Generating Molecular Hypotheses from Dynamic Metabolomics Data

Uwe Sauer, Professor, ETH Zurich

The omics revolution has vastly expanded our ability to monitor intracellular molecular events. This technological advance has typically not been matched with conceptual advances in our ability to interpret and understand such data or to systematically generate hypotheses from them. In particular the rapidly developing metabolomics technologies generate data that are even harder to interpret mechanistically than transcript and protein abundances because the direct connection to the genome is lost. This is particularly problematic for metabolomics data in a cellular context, where multivariate statistic data interpretation alone is typically not sufficient. Here I will discuss two unpublished examples to illustrate recent advances in generating hypotheses on molecular functions from metabolomics data.

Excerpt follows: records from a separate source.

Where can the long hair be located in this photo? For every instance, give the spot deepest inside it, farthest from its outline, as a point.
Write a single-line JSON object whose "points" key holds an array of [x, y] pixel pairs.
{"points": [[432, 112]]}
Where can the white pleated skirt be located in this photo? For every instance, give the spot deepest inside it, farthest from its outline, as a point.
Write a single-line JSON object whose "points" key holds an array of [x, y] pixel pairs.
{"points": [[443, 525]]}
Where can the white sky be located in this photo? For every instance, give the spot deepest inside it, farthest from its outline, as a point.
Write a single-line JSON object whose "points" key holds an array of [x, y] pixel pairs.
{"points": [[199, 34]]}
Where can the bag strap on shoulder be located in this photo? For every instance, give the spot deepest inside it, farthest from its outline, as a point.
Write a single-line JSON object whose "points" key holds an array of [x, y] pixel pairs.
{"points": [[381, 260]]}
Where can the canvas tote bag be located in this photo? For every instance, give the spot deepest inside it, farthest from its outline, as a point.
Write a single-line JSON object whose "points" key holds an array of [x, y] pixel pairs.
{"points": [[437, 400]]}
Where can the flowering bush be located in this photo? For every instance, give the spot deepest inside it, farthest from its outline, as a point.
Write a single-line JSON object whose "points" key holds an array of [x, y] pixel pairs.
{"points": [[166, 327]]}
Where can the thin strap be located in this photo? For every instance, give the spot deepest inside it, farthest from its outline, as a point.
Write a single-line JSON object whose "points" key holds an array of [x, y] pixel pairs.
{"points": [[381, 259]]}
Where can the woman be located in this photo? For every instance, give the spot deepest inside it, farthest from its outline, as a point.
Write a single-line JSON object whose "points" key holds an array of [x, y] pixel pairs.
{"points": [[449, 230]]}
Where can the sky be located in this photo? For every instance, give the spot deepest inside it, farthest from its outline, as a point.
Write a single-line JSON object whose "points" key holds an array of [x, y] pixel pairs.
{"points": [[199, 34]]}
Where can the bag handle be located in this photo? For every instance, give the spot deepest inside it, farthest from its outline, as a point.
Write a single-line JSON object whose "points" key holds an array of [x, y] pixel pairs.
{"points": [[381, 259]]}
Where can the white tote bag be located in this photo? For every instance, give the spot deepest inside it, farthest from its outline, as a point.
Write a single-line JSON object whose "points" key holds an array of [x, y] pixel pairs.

In the first, host-pathogen interaction example we identify active metabolic pathways in non-growing, hypoxic Mycobacteria that are a model for latent tuberculosis. In the second example, we infer regulatory metabolite-protein interactions from dynamic metabolomics data that enable E. coli to coordinate metabolic rearrangements during the transition from stationary phase to growth. By combining, real-time metabolome profiling with modeling and inhibitor experiments, we demonstrated that allosteric metabolite regulation, without transcription, governs the rapid utilization of energetically costly metabolites that accumulated unexpectedly during starvation.